Bu Konudaki Kullanıcılar:
2 Misafir - 2 Masaüstü
5 sn
11
Cevap
1
Favori
780
Tıklama
Daha Fazla
İstatistik
  • Konu İstatistikleri Yükleniyor
0 oy
Öne Çıkar
Sayfa: 1
Giriş
Mesaj
  • Paralel verenlere inanıyor musunuz?
    Paralel verenler arası geçiş mümkün mü?

    Ben inanıyorum. Bence paralel evrende yine bizler varız ve farklı hayatı yaşıyoruz. Paralel evrendeki biz ya ruh ya da beden ikizimiz.ordaki yaşadigimiz hayat belki yaşamak belkide yaşamamak istediğimi z bir hayat. Başka bir yönden bakarsak pa. Evrenler arasında hayattan farklı olarak zaman farkı olabilir. Örneğin 3 paralel evrende;
    1. Geçmiş
    2. Şimdi
    3. Gelecek
    Olamaz mı?
    Bu yolla geçiş mümkün se zamanda yolculuk neden olmasın,.

    < Bu ileti mobil sürüm kullanılarak atıldı >



  • paralel evrenlere geçiş mümkün solucan deliklerini araştır öğrenirsin
  • çoklu evrenlerle ilgili yeni bir teori var ona benziyor

    Perimeter Ortaklığı Fakültesi’nden Matthew Johnson ve diğer bilim insanları çoklu evren teoreminin hipotezini bilimsel açıdan test edilebilir bir dünyaya taşımaya çalışıyor. Büyük patlamadan önce her şey sadece vakumdu. Vakum karanlık enerji adı verilen bir genişleme alanıyla (Higgs alanı) kaplandı. Sanki bir demlikteki suyun buharlaşırken kabarcıklar çıkarması gibi balonlara ayrıldı. Her balon bir diğer enerjisi az olan vakumu içerdi ve halen hiçlikte değildi. Bu enerji nedeniyle balonlar genişlemeye başladı. Sonunda kaçınılmaz olarak bazı balonlar birbirlerine çarpmaya başladı. Buarada ikinci bir balonun üretilme ihtimali var. Bu balonlar birbirinden ayrı ve seyrekte olabilir ya da aynı bir köpükteki gibi birbirine yakında olabilir. İşte bu balonları her birinin bir evren olduğunu düşünün. Bu resmi canlandırdığınızda sanki köpüklü bir evrenler denizi ortaya çıkıyor. İşte bizim evrenimizin bu evrenlerden sadece biri. Çoklu evren hipotezinde ceviz kabuğundaki kabarcıklar gibi …

    http://www.gercekbilim.com/evren-balon-seklinde-mi-coklu-evren-teorisi-test-ediliyor/



    < Bu mesaj bu kişi tarafından değiştirildi ozzyhawk -- 1 Ağustos 2014; 16:35:44 >




  • Bu konu hakkında forumda yazdığım şeyi buraya tekrar yazıyım.

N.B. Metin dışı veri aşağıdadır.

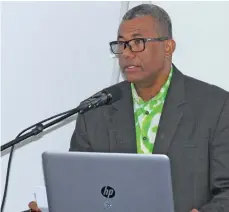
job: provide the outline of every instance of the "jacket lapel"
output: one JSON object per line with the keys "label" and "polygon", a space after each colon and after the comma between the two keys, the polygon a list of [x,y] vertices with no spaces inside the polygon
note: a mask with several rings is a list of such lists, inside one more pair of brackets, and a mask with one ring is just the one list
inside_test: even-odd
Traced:
{"label": "jacket lapel", "polygon": [[137,153],[133,99],[130,83],[120,83],[122,98],[105,114],[108,120],[110,151]]}
{"label": "jacket lapel", "polygon": [[184,76],[173,66],[171,85],[165,100],[159,129],[154,144],[154,154],[167,154],[187,104],[184,98]]}
{"label": "jacket lapel", "polygon": [[[184,76],[173,67],[171,85],[161,115],[154,144],[154,154],[167,154],[187,104],[184,95]],[[137,153],[133,99],[130,83],[120,83],[122,98],[108,106],[105,116],[108,123],[110,151]]]}

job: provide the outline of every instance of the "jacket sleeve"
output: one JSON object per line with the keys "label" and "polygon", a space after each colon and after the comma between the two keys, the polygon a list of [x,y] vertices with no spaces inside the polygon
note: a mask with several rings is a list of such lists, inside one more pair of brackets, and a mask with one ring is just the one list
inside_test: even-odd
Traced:
{"label": "jacket sleeve", "polygon": [[85,121],[85,116],[83,114],[78,114],[75,129],[71,137],[70,142],[70,152],[92,152],[93,149],[90,144],[87,126]]}
{"label": "jacket sleeve", "polygon": [[229,211],[229,98],[218,118],[210,144],[212,199],[200,212]]}

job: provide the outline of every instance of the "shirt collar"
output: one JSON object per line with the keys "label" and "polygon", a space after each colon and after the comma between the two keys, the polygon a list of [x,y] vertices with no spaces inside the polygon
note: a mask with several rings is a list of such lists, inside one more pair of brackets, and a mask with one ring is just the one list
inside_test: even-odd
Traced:
{"label": "shirt collar", "polygon": [[[156,96],[154,96],[152,99],[150,99],[149,101],[152,101],[152,100],[164,100],[166,95],[163,95],[163,93],[167,92],[167,90],[169,88],[169,85],[170,85],[170,82],[171,82],[171,78],[172,78],[172,74],[173,74],[173,66],[170,69],[169,77],[167,78],[167,80],[164,83],[164,85],[161,87],[161,89],[158,92],[158,94]],[[137,103],[138,105],[142,105],[142,104],[146,103],[146,102],[144,102],[144,100],[140,96],[138,96],[137,91],[136,91],[135,86],[134,86],[133,83],[131,83],[131,90],[132,90],[133,100],[134,100],[135,103]]]}

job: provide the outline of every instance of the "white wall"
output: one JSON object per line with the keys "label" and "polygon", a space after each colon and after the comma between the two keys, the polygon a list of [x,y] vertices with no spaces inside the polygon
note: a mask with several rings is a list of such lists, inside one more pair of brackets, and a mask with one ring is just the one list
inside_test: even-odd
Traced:
{"label": "white wall", "polygon": [[[116,38],[120,2],[4,2],[2,144],[22,129],[80,101],[111,81],[108,42]],[[67,151],[75,122],[14,153],[5,212],[27,208],[43,185],[41,153]],[[2,157],[5,183],[8,154]]]}
{"label": "white wall", "polygon": [[171,16],[174,63],[185,74],[229,91],[229,2],[153,1]]}
{"label": "white wall", "polygon": [[[178,68],[229,90],[229,2],[154,3],[171,15]],[[116,37],[120,6],[120,2],[3,4],[2,143],[110,84],[113,60],[108,42]],[[73,128],[71,122],[15,151],[5,212],[27,207],[35,186],[43,185],[41,153],[68,150]],[[7,162],[8,154],[2,157],[2,186]]]}

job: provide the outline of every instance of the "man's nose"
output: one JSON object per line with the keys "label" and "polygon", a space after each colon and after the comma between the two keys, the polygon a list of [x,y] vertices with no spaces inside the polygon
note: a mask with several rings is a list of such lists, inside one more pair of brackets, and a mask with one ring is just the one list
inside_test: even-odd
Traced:
{"label": "man's nose", "polygon": [[130,47],[127,45],[126,48],[123,50],[122,56],[125,58],[134,58],[135,53],[130,50]]}

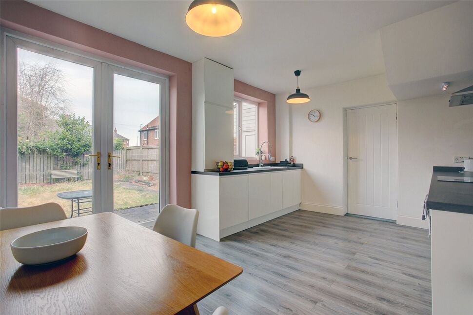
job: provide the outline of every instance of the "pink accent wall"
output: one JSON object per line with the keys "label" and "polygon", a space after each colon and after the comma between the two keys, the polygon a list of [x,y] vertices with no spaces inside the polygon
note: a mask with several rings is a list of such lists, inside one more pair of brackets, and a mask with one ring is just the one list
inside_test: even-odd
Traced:
{"label": "pink accent wall", "polygon": [[190,207],[191,63],[22,0],[0,1],[0,25],[169,76],[171,202]]}
{"label": "pink accent wall", "polygon": [[[235,96],[258,103],[258,145],[268,140],[273,147],[271,155],[276,153],[276,96],[273,93],[258,89],[244,82],[235,79],[234,83]],[[268,144],[265,143],[263,151],[268,152]],[[277,158],[276,162],[277,161]],[[257,163],[257,159],[249,160],[250,163]],[[263,161],[269,162],[268,160]]]}

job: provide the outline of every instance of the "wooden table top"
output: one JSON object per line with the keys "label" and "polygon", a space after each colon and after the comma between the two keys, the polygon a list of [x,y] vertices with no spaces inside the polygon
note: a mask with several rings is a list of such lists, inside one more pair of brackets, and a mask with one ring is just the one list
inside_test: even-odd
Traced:
{"label": "wooden table top", "polygon": [[[62,263],[26,266],[10,248],[44,229],[89,230]],[[0,313],[174,314],[237,276],[240,267],[110,212],[0,231]]]}

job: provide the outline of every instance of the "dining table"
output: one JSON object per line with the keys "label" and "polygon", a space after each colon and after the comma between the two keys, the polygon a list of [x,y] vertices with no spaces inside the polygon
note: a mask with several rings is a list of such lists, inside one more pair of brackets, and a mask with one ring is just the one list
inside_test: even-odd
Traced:
{"label": "dining table", "polygon": [[[22,265],[10,244],[61,226],[87,229],[65,260]],[[0,231],[0,314],[196,314],[198,301],[242,268],[112,212]]]}

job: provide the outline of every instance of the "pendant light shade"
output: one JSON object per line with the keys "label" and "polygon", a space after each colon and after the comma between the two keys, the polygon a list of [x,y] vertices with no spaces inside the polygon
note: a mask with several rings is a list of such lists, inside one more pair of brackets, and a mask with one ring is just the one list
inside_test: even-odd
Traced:
{"label": "pendant light shade", "polygon": [[307,103],[311,100],[309,96],[305,93],[300,93],[300,89],[299,88],[299,76],[300,75],[300,70],[296,70],[294,74],[297,78],[297,87],[296,89],[296,93],[293,93],[287,97],[288,103],[290,104],[302,104]]}
{"label": "pendant light shade", "polygon": [[241,22],[240,11],[230,0],[194,0],[186,15],[186,23],[191,29],[212,37],[235,33]]}

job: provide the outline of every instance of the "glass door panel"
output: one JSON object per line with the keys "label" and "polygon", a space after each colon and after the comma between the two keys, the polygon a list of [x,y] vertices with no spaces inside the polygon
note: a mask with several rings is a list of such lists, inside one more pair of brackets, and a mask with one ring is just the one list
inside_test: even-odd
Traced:
{"label": "glass door panel", "polygon": [[94,68],[17,48],[18,206],[92,213]]}
{"label": "glass door panel", "polygon": [[159,211],[160,86],[125,72],[113,75],[113,209],[145,223]]}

    Genelde angstrom mertebesinden küçük olan parçacıklara kuantum parçacıklar denir. böyle adlandırılırlar çünkü bu parçacıkların fiziksel özellikleri ve hareket şekilleri, newton'un klasik mekaniğiyle değil de kuantum mekaniği ile hesaplanabilir. kuantum dünyasında bir parçacık, aynı zamanda bir dalga anlamına gelmektedir. De broglie dalga boyu denen dalga denklemi bunu söyler: lamda=planck sabiti/mv . buna göre kütleli her parçacığın bir dalga boyu vardır.

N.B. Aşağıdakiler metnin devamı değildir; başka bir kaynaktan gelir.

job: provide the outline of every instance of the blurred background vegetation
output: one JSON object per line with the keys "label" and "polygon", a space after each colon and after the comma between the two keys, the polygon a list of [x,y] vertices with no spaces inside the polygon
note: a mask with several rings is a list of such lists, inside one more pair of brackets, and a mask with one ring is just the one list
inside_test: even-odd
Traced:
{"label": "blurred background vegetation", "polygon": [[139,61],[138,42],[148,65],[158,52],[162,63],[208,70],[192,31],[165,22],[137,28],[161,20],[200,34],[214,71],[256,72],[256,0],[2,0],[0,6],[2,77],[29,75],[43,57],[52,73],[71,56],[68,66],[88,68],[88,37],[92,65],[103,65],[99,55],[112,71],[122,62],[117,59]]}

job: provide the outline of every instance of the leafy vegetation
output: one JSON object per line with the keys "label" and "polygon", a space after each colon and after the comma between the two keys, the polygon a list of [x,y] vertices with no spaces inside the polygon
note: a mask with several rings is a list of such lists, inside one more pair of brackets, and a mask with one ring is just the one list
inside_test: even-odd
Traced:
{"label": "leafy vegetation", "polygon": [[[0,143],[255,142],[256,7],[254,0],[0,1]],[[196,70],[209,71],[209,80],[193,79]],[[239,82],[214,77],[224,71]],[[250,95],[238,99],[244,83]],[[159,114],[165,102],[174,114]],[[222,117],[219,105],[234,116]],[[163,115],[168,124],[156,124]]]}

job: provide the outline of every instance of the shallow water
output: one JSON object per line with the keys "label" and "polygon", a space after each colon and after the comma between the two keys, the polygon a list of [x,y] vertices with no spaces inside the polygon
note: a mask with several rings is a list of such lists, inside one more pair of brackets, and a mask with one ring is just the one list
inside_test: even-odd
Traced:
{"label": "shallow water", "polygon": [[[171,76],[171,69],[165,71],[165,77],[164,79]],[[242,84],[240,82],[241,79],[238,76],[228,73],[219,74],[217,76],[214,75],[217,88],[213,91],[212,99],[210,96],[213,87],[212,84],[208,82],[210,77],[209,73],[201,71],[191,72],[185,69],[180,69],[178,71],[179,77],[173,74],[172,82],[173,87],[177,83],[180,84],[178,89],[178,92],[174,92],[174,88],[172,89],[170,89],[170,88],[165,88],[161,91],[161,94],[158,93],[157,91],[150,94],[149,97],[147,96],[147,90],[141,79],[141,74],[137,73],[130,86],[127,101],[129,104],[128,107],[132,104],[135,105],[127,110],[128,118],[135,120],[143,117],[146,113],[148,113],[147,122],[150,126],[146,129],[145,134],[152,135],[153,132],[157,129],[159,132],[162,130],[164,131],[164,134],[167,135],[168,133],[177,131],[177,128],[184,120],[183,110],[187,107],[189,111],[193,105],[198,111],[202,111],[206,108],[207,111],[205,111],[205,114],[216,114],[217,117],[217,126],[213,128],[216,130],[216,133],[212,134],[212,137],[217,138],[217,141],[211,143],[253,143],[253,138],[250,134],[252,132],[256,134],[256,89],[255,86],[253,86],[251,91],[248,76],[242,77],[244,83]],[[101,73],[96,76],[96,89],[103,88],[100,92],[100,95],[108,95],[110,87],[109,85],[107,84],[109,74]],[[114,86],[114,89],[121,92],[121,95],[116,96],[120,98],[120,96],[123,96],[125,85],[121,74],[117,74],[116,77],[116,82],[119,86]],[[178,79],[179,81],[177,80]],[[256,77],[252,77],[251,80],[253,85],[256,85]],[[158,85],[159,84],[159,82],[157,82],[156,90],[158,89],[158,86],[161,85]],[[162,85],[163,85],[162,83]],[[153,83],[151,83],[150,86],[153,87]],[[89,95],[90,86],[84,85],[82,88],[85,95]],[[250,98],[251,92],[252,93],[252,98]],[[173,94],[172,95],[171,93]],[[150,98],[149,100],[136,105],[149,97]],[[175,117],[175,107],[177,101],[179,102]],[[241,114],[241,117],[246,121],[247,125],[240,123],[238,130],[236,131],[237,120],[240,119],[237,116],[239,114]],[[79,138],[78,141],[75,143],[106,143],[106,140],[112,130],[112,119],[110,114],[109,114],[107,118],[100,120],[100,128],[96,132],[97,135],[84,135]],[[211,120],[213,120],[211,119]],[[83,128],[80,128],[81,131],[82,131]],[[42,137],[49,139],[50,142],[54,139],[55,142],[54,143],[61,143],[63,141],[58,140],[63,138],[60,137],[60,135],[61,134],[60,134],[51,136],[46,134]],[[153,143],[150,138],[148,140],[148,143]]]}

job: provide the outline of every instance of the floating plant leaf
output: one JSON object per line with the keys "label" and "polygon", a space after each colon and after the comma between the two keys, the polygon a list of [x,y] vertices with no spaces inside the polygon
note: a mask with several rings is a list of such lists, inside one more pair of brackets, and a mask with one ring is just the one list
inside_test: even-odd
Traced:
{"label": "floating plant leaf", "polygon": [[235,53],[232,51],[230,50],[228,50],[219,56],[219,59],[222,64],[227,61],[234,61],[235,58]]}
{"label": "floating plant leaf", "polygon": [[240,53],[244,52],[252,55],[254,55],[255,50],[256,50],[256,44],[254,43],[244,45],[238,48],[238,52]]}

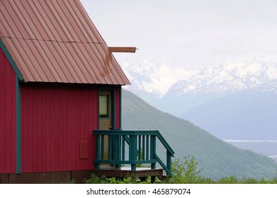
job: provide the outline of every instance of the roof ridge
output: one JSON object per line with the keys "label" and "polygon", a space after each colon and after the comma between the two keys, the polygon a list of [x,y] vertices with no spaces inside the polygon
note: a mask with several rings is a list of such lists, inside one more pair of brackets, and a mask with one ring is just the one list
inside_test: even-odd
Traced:
{"label": "roof ridge", "polygon": [[50,41],[50,42],[75,42],[75,43],[92,43],[92,44],[106,44],[106,42],[91,42],[91,41],[64,41],[64,40],[47,40],[47,39],[38,39],[38,38],[24,38],[24,37],[16,37],[11,36],[1,36],[0,37],[3,38],[12,38],[12,39],[18,39],[18,40],[38,40],[38,41]]}

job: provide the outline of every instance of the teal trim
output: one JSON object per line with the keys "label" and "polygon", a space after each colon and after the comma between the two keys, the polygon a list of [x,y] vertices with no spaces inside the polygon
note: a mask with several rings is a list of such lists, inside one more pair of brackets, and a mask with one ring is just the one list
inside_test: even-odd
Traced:
{"label": "teal trim", "polygon": [[121,122],[121,118],[122,118],[122,86],[119,88],[119,129],[122,129],[122,122]]}
{"label": "teal trim", "polygon": [[21,111],[20,79],[16,78],[16,173],[21,173]]}
{"label": "teal trim", "polygon": [[[111,138],[113,143],[112,147],[109,144],[108,150],[112,151],[113,153],[109,155],[108,159],[104,159],[103,156],[98,158],[103,148],[98,147],[101,151],[96,149],[94,160],[96,169],[96,167],[100,167],[100,163],[111,163],[115,165],[115,168],[120,168],[121,164],[130,164],[132,170],[136,170],[137,164],[150,163],[151,168],[154,169],[156,163],[159,163],[169,175],[172,175],[171,157],[174,151],[158,130],[94,130],[94,135],[96,137],[96,145],[107,137]],[[157,151],[158,140],[159,144],[162,144],[166,149],[166,163],[157,153],[157,151]],[[125,159],[125,152],[128,153],[128,160]]]}
{"label": "teal trim", "polygon": [[18,68],[17,67],[16,63],[13,60],[13,58],[10,55],[10,54],[8,52],[8,50],[6,48],[6,46],[4,45],[2,40],[0,38],[0,47],[2,49],[4,53],[5,54],[6,57],[7,57],[9,62],[10,62],[12,68],[13,69],[14,71],[16,74],[17,77],[19,78],[21,81],[23,80],[23,78],[22,77],[21,74],[20,73]]}
{"label": "teal trim", "polygon": [[100,92],[101,91],[111,91],[111,126],[113,127],[113,129],[115,128],[115,89],[112,88],[101,88],[98,90],[98,129],[99,129],[100,126],[100,116],[99,116],[99,96],[100,96]]}

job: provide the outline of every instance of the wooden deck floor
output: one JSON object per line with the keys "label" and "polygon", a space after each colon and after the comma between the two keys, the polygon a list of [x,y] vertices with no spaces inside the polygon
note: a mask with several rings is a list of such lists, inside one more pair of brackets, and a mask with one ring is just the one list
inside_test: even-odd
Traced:
{"label": "wooden deck floor", "polygon": [[140,178],[151,177],[152,182],[154,182],[156,177],[158,177],[159,180],[162,180],[164,177],[163,171],[163,168],[137,168],[135,170],[132,170],[128,167],[114,168],[110,165],[101,165],[99,170],[94,170],[95,174],[98,176],[105,175],[108,177],[120,178],[130,175],[135,175]]}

    Ancak belli olasılıklarla belli kuantum durumlarında bulunun bu parçacıkların, üzerinde ölçüm yapılmadan önceki pozisyonu, sahip olabileceği tüm kuantum durumlarının bir lineer kombinasyonu (süperpozisyonu) olarak ifade edilir. ve parçacık üzerinde herhangi bir ölçüm yapmak demek, o parçacığın sahip olduğu bu süperpozisyonu bozmak demektir. çünkü söz konusu parçacık, ölçüm yapıldığı anda sahip olduğu özvektörlerden birine çökecektir(geçecektir). örneğin [sz= 1/2> ve [sz= -1/2> özvektörlerinin lineer kombinasyonu durumunda bulunan bir fermiyon üzerinnde sz(spin z) ölçümü yapıyoruz(bu ölçüm stein-gerlach cihazıyla yapılır). bu ölçümden ya birinci özvektöre ait olan özdeğeri, ya da ikinci özvektöre ait olan özdeğeri buluruz. yani parçacığın durumunu bozarak, onu sahip olduğu özvektörlerden birine çökertmiş oluruz. var olan diğer özvektörün ne olduğu sorusuna ise teorik fizikçilerden farklı yanıtlar gelmiştir.

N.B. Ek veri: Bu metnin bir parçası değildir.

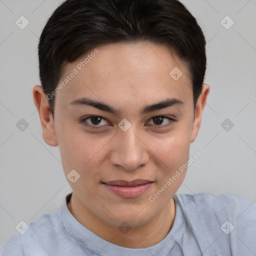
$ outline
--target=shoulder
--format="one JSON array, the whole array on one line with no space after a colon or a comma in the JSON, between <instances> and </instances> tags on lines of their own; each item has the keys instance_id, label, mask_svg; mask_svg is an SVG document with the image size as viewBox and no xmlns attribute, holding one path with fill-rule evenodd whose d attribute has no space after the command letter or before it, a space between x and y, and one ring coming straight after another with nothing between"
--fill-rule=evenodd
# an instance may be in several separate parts
<instances>
[{"instance_id":1,"label":"shoulder","mask_svg":"<svg viewBox=\"0 0 256 256\"><path fill-rule=\"evenodd\" d=\"M182 208L192 210L196 214L213 214L216 216L233 216L244 215L256 220L256 204L238 196L224 194L214 196L207 193L176 194Z\"/></svg>"},{"instance_id":2,"label":"shoulder","mask_svg":"<svg viewBox=\"0 0 256 256\"><path fill-rule=\"evenodd\" d=\"M40 252L41 242L47 244L48 241L54 241L56 234L64 228L60 210L44 214L38 220L22 226L24 232L18 232L13 236L0 251L0 256L26 255L28 248L30 251Z\"/></svg>"},{"instance_id":3,"label":"shoulder","mask_svg":"<svg viewBox=\"0 0 256 256\"><path fill-rule=\"evenodd\" d=\"M198 240L212 242L217 238L214 244L218 248L228 244L236 255L244 255L246 251L250 254L246 248L256 254L256 204L228 194L176 194L174 198L187 228L200 234Z\"/></svg>"}]
</instances>

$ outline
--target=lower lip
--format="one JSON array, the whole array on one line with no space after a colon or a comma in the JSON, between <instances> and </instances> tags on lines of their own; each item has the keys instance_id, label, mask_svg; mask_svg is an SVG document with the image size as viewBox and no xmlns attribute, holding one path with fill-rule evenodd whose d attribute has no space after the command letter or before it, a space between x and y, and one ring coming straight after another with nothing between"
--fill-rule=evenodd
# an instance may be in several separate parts
<instances>
[{"instance_id":1,"label":"lower lip","mask_svg":"<svg viewBox=\"0 0 256 256\"><path fill-rule=\"evenodd\" d=\"M122 198L136 198L144 194L151 186L153 182L146 183L135 186L121 186L109 185L103 183L108 188L114 192L116 194Z\"/></svg>"}]
</instances>

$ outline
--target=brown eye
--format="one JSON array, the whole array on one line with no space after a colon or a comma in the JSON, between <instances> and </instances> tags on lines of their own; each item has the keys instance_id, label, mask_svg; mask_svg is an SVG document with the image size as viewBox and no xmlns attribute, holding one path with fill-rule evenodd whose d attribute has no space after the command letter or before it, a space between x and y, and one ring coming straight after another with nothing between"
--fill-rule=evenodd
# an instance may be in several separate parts
<instances>
[{"instance_id":1,"label":"brown eye","mask_svg":"<svg viewBox=\"0 0 256 256\"><path fill-rule=\"evenodd\" d=\"M164 122L164 120L168 120L167 122ZM176 120L168 116L159 116L152 118L150 120L153 120L153 126L159 126L159 128L166 127L171 124L172 122L176 122ZM163 124L164 123L164 124Z\"/></svg>"},{"instance_id":2,"label":"brown eye","mask_svg":"<svg viewBox=\"0 0 256 256\"><path fill-rule=\"evenodd\" d=\"M102 123L102 120L106 121L107 124L98 125ZM108 122L106 120L106 119L104 118L102 116L86 116L85 118L82 118L80 120L80 122L82 123L84 126L90 128L102 128L104 127L106 127L106 126L108 126Z\"/></svg>"}]
</instances>

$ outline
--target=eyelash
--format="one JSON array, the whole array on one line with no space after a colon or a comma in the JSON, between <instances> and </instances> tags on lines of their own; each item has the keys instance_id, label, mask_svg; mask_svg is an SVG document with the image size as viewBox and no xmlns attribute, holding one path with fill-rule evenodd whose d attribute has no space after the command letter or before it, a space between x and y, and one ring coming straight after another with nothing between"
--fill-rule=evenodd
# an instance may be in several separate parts
<instances>
[{"instance_id":1,"label":"eyelash","mask_svg":"<svg viewBox=\"0 0 256 256\"><path fill-rule=\"evenodd\" d=\"M90 128L92 128L94 129L94 128L98 129L98 128L102 128L104 126L106 127L106 126L96 126L95 124L94 126L92 126L91 124L86 124L86 120L88 120L88 119L90 119L90 118L100 118L102 119L102 120L103 120L104 121L107 121L107 120L106 120L102 116L86 116L85 118L82 118L80 120L80 122L83 123L83 124L85 126L86 126L87 127L89 127ZM172 122L175 122L176 121L176 120L175 120L172 118L168 116L153 116L153 117L151 118L149 120L150 120L152 119L156 118L162 118L164 119L164 118L168 119L170 121L170 122L168 124L165 124L164 126L162 126L160 124L159 126L153 125L153 126L155 126L157 128L160 128L168 126L170 126Z\"/></svg>"}]
</instances>

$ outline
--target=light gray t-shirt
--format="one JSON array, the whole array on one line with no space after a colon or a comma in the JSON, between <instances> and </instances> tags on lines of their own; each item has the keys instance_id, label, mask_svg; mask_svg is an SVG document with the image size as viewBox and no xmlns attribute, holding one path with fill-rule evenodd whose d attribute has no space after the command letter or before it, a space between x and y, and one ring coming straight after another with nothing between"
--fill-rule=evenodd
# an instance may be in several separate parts
<instances>
[{"instance_id":1,"label":"light gray t-shirt","mask_svg":"<svg viewBox=\"0 0 256 256\"><path fill-rule=\"evenodd\" d=\"M170 232L158 244L140 249L116 246L83 226L66 206L71 195L59 210L14 236L0 256L256 256L256 204L230 194L175 194Z\"/></svg>"}]
</instances>

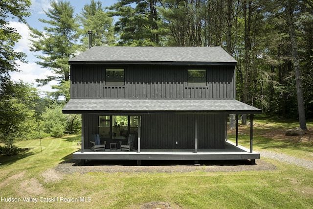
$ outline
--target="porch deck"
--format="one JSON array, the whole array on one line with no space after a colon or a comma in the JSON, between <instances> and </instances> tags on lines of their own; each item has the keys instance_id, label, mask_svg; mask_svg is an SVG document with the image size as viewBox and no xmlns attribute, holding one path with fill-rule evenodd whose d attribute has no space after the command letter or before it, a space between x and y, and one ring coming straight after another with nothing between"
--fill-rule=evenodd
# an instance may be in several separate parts
<instances>
[{"instance_id":1,"label":"porch deck","mask_svg":"<svg viewBox=\"0 0 313 209\"><path fill-rule=\"evenodd\" d=\"M250 150L230 141L226 142L224 149L141 149L130 152L110 150L94 152L90 149L85 149L73 154L73 159L76 160L255 160L260 159L260 154Z\"/></svg>"}]
</instances>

    kuantum teorisinin babalarından sayılan schrodinger, kendi teorisini meşhur kedisiyle zor duruma sokabilecek kadar cesurdur. schrodinger'in kedisi diye bilinen olayda da bu durum söz konusudur. schrodinger bu düşünce deneyiyle "mikro dünyada geçerli yasaları makro dünyaya uyarlarsak ne olur?" sorusunun yanıtını aramıştır. deneyde mikro dünya ile makro dünya yan yana gelmiştir.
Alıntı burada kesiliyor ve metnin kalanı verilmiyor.